The Hot Case component has a mean pass rate of 64%, although only 37% of candidates pass both cases. 1 The Hot Case examination’s relatively low pass rate in comparison with the viva pass rate (75%) 1 highlights the potential disparity and the need for the ongoing evaluation of this component. This is particularly important given the potential impact of a false negative (candidates who fail and who should have passed) or a false positive examination result (candidates who pass and who should have failed) on both trainee wellbeing and community safety.

The CICM’s responsibility for credentialling

Credentialling trainees for specialist practice is a vital role of medical specialist colleges. The CICM Constitution states that the college will “determine and maintain professional standards for the practice of intensive care medicine in Australia and New Zealand”. 2 Health care education institutions combine teaching with credentialling and are accountable to the trainee, the patient and society. 3 The focus of credentialling is protecting the patient and the community, necessitating clearly defined performance standards for trainees. 4 High-stakes examinations, including the CICM second part examination, have an established history as the preferred mechanism to identify trainees who have met required standards. 5 These examinations should be precise in specifying the requirement for competency and should verify the chosen performance standard is appropriate for safe practice. 6
High-stakes examinations have important implications for candidates, requiring personal and professional sacrifices in preparation for the examination. 7 Failure has major consequences, with emerging literature demonstrating failure can undermine confidence, affect wellbeing, disrupt professional and personal life, and may even demoralise some candidates into leaving the workforce. 8
Health care education providers, including specialist colleges, are undergoing increasing expectation and requirement to define their acceptable standard for progression and provide fair and transparent assessment processes that allow defensible decisions regarding trainee progression. 9 The CICM is responsible for “support programs of training and education … commensurate with specialist practice in intensive care medicine”. 2
Evaluation of specialist college examination processes is required to ensure that the correct candidates progress and that false negative and false positive examination results are minimised. This requires an appropriate standard setting so the examination can dichotomise candidates into satisfactory and unsatisfactory. An example of ongoing improvement in the second part examination is the recent transition to the Angoff scoring method for the written paper. The Angoff method is a standard-setting process widely considered to be fair, validated, reliable and defensible. 10 For high-stakes examinations, defining the passing standard requires a robust and ongoing assessment to validate decisions, as there is a continuous spectrum of candidate performance, with variable knowledge and clinical experience due to a broad syllabus being tested at a single time point.

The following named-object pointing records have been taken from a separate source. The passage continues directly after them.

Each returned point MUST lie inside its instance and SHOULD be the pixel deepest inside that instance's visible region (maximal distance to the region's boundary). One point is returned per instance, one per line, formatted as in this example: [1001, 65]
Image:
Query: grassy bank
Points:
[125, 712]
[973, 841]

Using educational theory to analyse assessments

Assessments are a surrogate marker of clinical performance used to test competence, which can be difficult to define. There is no perfect format, with every assessment having advantages, disadvantages and inevitable compromises. 11 Medical assessment beliefs often conform to institutional, cultural and local practice rather than an understanding of assessment theory. 12 Although education forms a critical component of a physician’s role as a scholar, 13 medical educators and assessors may lack formal training in education theory and research. 3, 14 Two internationally recognised frameworks, commonly used by health care education communities to evaluate validity and reliability in assessments, were used to evaluate the Hot Case assessment: Kane’s validity framework 15 and van der Vleuten’s utility equation. 12 Kane’s framework was selected because earlier validity frameworks have excessive types of validity or fail to prioritise sources of validity evidence. Kane’s framework addresses both concerns by emphasising key inferences as the assessment progresses from a single observation to a final decision. 16 Van der Vleuten’s utility equation provides a conceptual model for assessments with practical implications, while avoiding complex psychometrics that often discourage health professional readers. 11


Validity argument for the Hot Case examination

Validity refers to measurement of clinical competence using an authentic measurement in the assessment process to enable defensible decisions regarding candidates’ appropriateness for progression in a training program. 11 Validity refers to the interpretation of test results, rather than the test itself. 15 Kane’s validity framework outlines four components of validity: scoring (converting an observed performance into a score), generalisation (considering the score as a representation of performance in a test environment), extrapolation (using the score to represent real-world performance) and implications (applying the score for decision making). 15 Making appropriate decisions about candidate performance requires an understanding of validity strengths and weaknesses, and evidence is required to verify an examination’s use in discerning trainee performance. This article considers the Hot Case examination using all four components of Kane’s validity framework.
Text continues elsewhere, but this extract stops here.